Malaria - Symptoms, Causes and Treatment
What is Malaria?
Malaria is a disease caused by a parasite that attacks the red blood cells, which carry oxygen from the lungs to the rest of your body. Malaria can be fatal if left untreated. The most common symptoms of malaria are fever, chills, headache, and body aches that usually come on suddenly and then last for 1-2 weeks.
They can also include nausea and dehydration while you have these symptoms. Most cases occur in children under 5 years old who live in malarious areas or have recently returned from a malarious area or been traveling to malarious areas before becoming symptomatic.
In What Countries is Malaria A Problem?
Malaria is most common in tropical and subtropical regions. In the United States, you are at risk for acquiring malaria when visiting parts of Africa or South America.
The most common mosquito-borne disease found in the US today is not malaria, but the West Nile virus.
People who live in areas where mosquitoes carry a high level of resistance to insecticides, such as in Sri Lanka and Malaysia, are most at risk for acquiring a severe case of malaria if they visit an area where malaria was previously prevalent.
What Are The Symptoms?
The most common symptoms of malaria are fever, chills, headache, and body aches that usually come on suddenly and then last for 1-2 weeks. They can also include nausea and dehydration while you have these symptoms.
Most cases occur in children under 5 years old who live in malarious areas or have recently returned from a malarious area or been traveling to malarious areas before becoming symptomatic.
If you experience any of these symptoms, you should contact your doctor immediately. Your doctor will do a blood test to determine if you have malaria. The blood test used to diagnose malaria is called a "Rapid Diagnostic Test" (RDT).
What is The Effect Of Malaria On Pregnancy?
Not all people who are infected with malaria become symptomatic. Therefore, many women who live in malarious areas do not know that they have malaria until they become pregnant. Malaria infection during pregnancy can cause serious consequences for both mother and baby.
Malaria in pregnancy can lead to life-threatening conditions for the mother. Malaria may cause placental abruption (the placenta separates from the wall of the uterus before delivery), premature rupture of membranes, premature delivery, low birth weight, and stillbirths. Research shows that women with untreated malaria are more likely to have babies with low birth weights. This low birth weight also increases the risk for infant mortality.

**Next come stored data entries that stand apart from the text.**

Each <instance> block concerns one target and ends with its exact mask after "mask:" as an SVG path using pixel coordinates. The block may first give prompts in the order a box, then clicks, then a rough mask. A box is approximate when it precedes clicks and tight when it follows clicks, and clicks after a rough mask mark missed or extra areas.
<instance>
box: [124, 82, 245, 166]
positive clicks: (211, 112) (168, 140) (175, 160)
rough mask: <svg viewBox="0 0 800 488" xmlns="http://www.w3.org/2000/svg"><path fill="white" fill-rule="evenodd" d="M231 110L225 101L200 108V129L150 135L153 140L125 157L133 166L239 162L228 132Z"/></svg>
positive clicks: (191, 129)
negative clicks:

Malaria can also affect the developing fetus. Infection during pregnancy has been linked to pre-eclampsia, a condition in which a pregnant woman develops high blood pressure and is at risk of early delivery. Malaria infection during pregnancy may also cause malformations in the baby.

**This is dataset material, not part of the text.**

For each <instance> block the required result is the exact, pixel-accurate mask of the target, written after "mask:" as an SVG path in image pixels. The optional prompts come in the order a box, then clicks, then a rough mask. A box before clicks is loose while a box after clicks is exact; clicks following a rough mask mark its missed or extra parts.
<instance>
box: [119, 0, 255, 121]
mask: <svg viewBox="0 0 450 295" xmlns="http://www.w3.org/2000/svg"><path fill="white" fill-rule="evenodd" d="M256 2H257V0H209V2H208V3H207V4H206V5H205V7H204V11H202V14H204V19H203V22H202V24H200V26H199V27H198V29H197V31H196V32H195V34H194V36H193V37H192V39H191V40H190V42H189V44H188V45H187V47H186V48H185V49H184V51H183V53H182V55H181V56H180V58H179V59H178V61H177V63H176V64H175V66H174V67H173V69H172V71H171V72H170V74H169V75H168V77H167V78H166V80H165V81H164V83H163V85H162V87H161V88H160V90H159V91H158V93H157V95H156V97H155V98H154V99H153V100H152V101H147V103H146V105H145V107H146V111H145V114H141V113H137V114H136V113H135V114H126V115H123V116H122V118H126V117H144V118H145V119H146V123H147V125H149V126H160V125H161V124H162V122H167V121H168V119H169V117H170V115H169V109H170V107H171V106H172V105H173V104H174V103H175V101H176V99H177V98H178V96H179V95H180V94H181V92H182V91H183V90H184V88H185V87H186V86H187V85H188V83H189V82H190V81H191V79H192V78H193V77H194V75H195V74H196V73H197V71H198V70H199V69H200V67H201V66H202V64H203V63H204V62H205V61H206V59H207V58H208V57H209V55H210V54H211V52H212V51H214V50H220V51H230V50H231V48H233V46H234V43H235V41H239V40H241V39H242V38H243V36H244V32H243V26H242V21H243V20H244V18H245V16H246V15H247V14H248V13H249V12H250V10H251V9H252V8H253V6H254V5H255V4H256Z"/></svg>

In most cases, pregnancy does not stop malaria from being transmitted from mother to newborn infant. Most babies with congenital malaria have been born to women who were asymptomatic carriers of malaria parasites.
In rare cases, however, pregnant women with falciparum malaria become so sick that they must be hospitalized and receive quinine or other medicines for days or weeks. When this happens, the mother may give birth to an infant who is infected with malaria parasites.
What is The Treatment For Malaria?
Malaria parasites are very resilient. The parasite remains in your liver and becomes resistant to most treatments, so it doesn't respond to treatment with any medications.
Therefore, you must get treated early to stop the fever and achieve an adequate level of protection against further episodes of malaria.
Several medications can be used to treat malaria in different circumstances. Many people consider chloroquine (Artesunate) the first line of treatment for all falciparum malaria patients.